Non-Aligned-MovementThe recently held NAM meeting in Iran has highlighted the imminent threats faced by the countries and their capability to deal with these perils. For the uninitiated, the Non-Alignment movement was adopted by the post-colonial states to counter all forms of racial and cultural discrimination, economic exploitation against them and to promote nationalism. The cold war politics between the USA and the erstwhile USSR further fueled the movement.

Though the cold war exists only in history books now, issues like arms race, proliferation of weapons of mass destruction, cross border terrorism, unemployment, poverty, food crises, economic slowdown, inflation provide sufficient reasons to the the 110 NAM countries to work cohesively. Together, they will be more effective in their efforts to bridge the gap between the developed, underdeveloped and third world countries, especially in the current economic climate. Race for armament among the NAM countries must take a backseat. Import of sophisticated arms, weapons from the west must be discouraged by all the NAM countries. Establishment of any western strategic, military base in the NAM countries must be avoided as it threatens political sovereignty. Rather, the resources must be channeled towards fighting poverty, unemployment and to establish democracy and human rights. The principle of Collective securities must be followed by all the members of NAM countries.

In the 16th NAM summit, the Indian Prime Minister, Mr. Manmohan Singh set an example when he dealt with Iran’s president Mahmoud Ahmadinejad and its supreme religious leader Ayatollah Khomeini by resisting U.S. led economic sanctions for its alleged violations of Nuclear non-proliferation treaty (N.P.T.). He also met with Mr. Asif Ali Zardari in an effort to pacify Indo-Pak relations. His endeavors to bring peace to West Asia led him to a discussion with Egypt’s new President Mohamed Morsi.

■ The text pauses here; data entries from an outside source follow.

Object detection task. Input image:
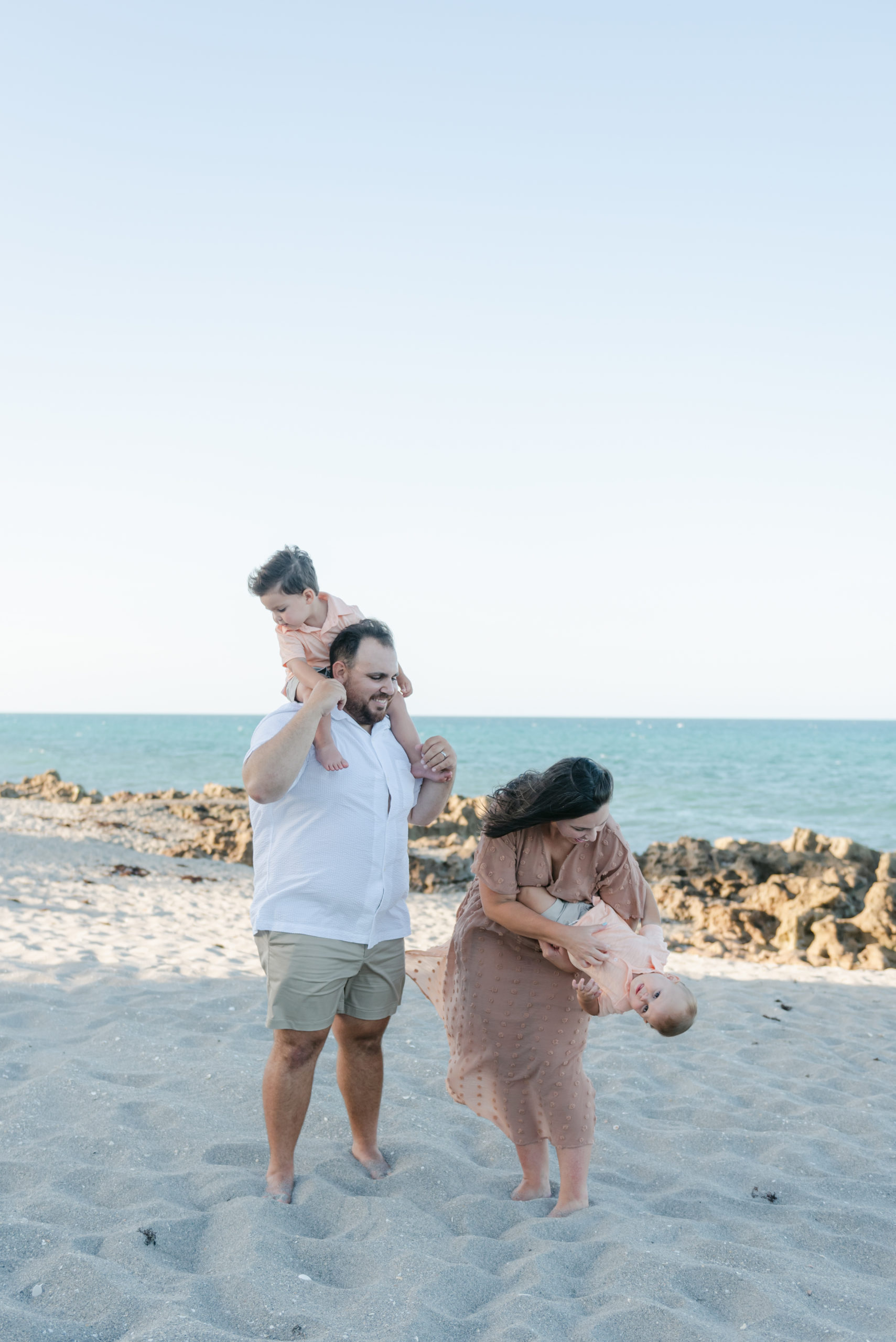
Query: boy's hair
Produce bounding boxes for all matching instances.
[330,620,396,669]
[656,983,697,1038]
[250,545,320,596]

On the economic front, from its unique position, India should lead the NAM nations to establish a common economic market similar to the European Common Market. This will reduce dependency on the western countries and strengthen the local economy to make the NAM nations more self-reliant. A sound economic federation among the nations of the countries of Asia, Africa and Latin America can deal with the developed nations.

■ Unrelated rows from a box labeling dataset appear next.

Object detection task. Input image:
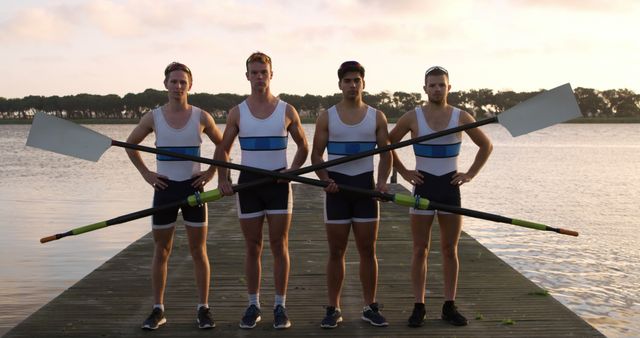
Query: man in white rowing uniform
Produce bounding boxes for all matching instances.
[389,66,493,327]
[311,61,391,328]
[127,62,222,330]
[215,52,309,329]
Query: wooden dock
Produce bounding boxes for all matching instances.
[5,184,603,337]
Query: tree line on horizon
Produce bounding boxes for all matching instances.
[0,87,640,119]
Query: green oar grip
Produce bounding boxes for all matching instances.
[393,194,429,209]
[558,228,578,237]
[187,189,222,207]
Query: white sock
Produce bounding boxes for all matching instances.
[249,293,260,309]
[273,295,287,309]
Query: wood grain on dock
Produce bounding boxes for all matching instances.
[5,184,603,337]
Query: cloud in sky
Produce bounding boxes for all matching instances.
[0,0,640,97]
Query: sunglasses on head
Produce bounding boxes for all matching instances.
[164,62,191,76]
[424,66,449,76]
[340,61,364,68]
[246,53,271,64]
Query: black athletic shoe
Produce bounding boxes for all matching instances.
[442,301,469,326]
[320,306,342,329]
[240,304,262,329]
[362,303,389,326]
[273,305,291,329]
[197,306,216,329]
[409,303,427,327]
[142,307,167,330]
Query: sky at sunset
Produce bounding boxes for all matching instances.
[0,0,640,98]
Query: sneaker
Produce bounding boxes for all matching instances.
[320,306,342,329]
[197,306,216,329]
[362,303,389,326]
[409,303,427,327]
[142,307,167,330]
[240,304,262,329]
[442,301,469,326]
[273,305,291,329]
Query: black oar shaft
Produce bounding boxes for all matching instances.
[429,201,578,236]
[111,117,498,197]
[40,199,188,243]
[112,141,393,200]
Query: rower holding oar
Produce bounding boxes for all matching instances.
[215,52,309,329]
[389,66,493,327]
[127,62,222,330]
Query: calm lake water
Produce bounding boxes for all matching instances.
[0,124,640,337]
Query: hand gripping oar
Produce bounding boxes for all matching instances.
[27,83,581,177]
[40,162,578,243]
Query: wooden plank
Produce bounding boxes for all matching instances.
[5,184,602,337]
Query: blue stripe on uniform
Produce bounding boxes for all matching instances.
[156,146,200,161]
[413,142,462,158]
[327,142,376,155]
[238,136,288,151]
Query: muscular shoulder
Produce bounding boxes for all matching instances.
[376,109,387,127]
[396,109,417,127]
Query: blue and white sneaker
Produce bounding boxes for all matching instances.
[240,304,262,329]
[362,303,389,326]
[273,305,291,329]
[320,306,342,329]
[142,307,167,330]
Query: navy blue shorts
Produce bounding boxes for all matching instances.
[236,169,293,218]
[151,178,207,229]
[409,171,461,215]
[324,171,379,224]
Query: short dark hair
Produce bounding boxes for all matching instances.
[338,61,364,80]
[245,52,273,72]
[424,66,449,80]
[164,62,193,84]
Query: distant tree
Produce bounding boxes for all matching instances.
[602,89,640,117]
[574,87,610,117]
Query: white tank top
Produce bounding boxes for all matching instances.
[238,100,289,170]
[327,106,377,176]
[152,106,202,181]
[413,107,462,176]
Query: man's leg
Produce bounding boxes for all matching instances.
[151,226,175,304]
[185,225,211,304]
[438,214,468,326]
[411,214,434,303]
[267,214,291,296]
[240,216,264,295]
[325,224,351,308]
[347,221,378,306]
[438,214,462,301]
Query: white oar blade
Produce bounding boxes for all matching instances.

The internationally negotiated economic world order with its institutions like IMF, IBRD, GATT was not suitable to the newly independent nations. The NAM struggle for the establishment of a new international economic order (NIEO) has not been successful. In the NAM conferences, members emphasized on the issue of net transfer of resources and technical know-how to the developing and least developed countries and demanded lasting solutions to the third world debt crisis, the removal of protectionist barrier, remunerative commodity prices and stable monetary conditions at the UNCTAD meetings.

The Foreign ministers conference of NAM countries held at Ankara in September1991 proclaimed a manifesto titled “A world in transition from diminishing confrontation towards increased cooperation”. It emphasized the end of dialectics between the east and the west and the beginning of a new path of world peace. NAM will have work with the international community to solve problems like poverty, malnutrition, starvation and illiteracy.